[Types-sig] Re: syntax and compile/run -time

scott scott@chronis.pobox.com
Tue, 4 Jan 2000 22:42:40 -0500


On Tue, Jan 04, 2000 at 07:17:22PM -0800, Greg Stein wrote:
> On Tue, 4 Jan 2000, Paul Prescod wrote:
> > John Ehresman wrote:
> > > ...
> > > It would also be nice to be able to examine the interface of an object
> > > through the native reflection API.  I don't know if these considerations
> > > requre that type objects be constructable at runtime because python source
> > > could be generated and the compiled on the fly, but I think they serve as
> > > examples of why the type system should be extensible at runtime.
> > 
> > We all agree that interfaces should be constructible at runtime. What we
> > disagree on is whether runtime constructed interfaces can be used in the
> > same syntactic contexts as statically constructed interfaces.
> > 
> > a = GoFetchMeAnInteface()
> > decl foo as def( arg: a ) -> String
> > 
> > interface B( a ):
> > 	...
> > 
> > ...and so forth. I claim that the syntax should restrict us to clearly
> > separating the runtime from the compile time.
> 
> Maybe it goes with saying, but I'm on the opposite fence from Paul :-)
> 
> I don't think we should restrict the runtime from using any [new] Python
> syntax. The above code should be completely legal and valid, but it would
> not be compile-time checkable.


one thing that bothers me about this is that the line 'decl foo as
...' may be somewhere completely different than the 'a = ...' line,
and so it becomes unclear what is meant by the programmer.

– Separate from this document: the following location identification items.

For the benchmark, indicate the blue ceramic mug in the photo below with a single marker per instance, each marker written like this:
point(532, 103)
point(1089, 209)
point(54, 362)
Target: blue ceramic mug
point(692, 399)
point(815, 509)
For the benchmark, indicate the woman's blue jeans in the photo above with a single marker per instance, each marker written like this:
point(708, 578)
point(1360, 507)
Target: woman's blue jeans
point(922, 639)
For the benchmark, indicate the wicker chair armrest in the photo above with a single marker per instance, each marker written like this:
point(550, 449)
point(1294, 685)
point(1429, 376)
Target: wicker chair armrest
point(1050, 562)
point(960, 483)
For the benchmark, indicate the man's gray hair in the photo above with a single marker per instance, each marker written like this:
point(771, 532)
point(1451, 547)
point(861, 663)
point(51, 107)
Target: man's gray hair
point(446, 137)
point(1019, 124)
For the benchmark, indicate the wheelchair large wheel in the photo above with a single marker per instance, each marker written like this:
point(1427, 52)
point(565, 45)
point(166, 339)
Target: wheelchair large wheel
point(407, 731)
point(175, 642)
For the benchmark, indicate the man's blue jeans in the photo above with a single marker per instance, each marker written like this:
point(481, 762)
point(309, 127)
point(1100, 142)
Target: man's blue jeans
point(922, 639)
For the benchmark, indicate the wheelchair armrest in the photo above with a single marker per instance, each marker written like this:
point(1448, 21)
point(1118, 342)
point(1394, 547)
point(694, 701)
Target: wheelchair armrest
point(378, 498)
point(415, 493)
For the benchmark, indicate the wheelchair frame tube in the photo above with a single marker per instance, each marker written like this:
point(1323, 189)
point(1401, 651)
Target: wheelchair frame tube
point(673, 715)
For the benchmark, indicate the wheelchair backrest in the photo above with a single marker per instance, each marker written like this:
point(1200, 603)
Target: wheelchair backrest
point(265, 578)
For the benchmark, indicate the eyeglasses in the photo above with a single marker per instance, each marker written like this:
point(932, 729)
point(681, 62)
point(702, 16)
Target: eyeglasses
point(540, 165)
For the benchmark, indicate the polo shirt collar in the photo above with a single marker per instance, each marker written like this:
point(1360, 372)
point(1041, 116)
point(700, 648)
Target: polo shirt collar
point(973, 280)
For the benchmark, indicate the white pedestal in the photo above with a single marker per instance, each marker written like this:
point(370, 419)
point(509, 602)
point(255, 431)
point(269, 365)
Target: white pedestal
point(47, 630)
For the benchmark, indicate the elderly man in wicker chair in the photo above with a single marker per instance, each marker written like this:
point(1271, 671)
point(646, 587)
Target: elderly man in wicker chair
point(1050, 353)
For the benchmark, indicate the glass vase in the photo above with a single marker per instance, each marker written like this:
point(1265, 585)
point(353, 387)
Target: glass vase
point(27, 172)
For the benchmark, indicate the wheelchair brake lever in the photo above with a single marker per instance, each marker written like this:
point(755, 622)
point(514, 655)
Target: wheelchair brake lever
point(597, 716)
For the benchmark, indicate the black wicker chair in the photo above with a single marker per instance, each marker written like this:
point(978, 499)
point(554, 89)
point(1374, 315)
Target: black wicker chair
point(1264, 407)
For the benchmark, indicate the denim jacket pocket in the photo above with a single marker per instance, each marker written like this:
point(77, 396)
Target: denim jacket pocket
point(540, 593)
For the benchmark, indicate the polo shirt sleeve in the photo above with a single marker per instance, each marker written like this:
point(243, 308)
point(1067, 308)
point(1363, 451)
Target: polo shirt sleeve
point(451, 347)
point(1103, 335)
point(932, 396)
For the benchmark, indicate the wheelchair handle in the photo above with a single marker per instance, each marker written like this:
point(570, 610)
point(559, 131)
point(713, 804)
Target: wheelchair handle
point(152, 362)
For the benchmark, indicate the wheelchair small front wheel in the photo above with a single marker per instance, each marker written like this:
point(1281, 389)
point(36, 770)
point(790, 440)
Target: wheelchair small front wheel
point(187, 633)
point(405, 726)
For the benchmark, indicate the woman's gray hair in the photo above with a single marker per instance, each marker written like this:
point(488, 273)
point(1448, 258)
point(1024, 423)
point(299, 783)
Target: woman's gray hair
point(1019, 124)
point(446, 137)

one possible solution to that clarity is something like this:

a = GoFetchMEAnInterface()
decl foo as def( arg: a ) -> String

is an error (at compile time) , but

a = GoFetchMEAnInterface()
decl foo as runtime def( arg: a ) -> String

is ok at compile time, but may or may not cause an error at runtime.

I'm not against keeping the same basic syntax, but I do believe it
should be made clear *in the decl statement* that it is not intended
to be part of the compile-time stuff.  If the programmer indeed
intends that (and they really might), they need to be told about it in
a way that is more obvious than a warning.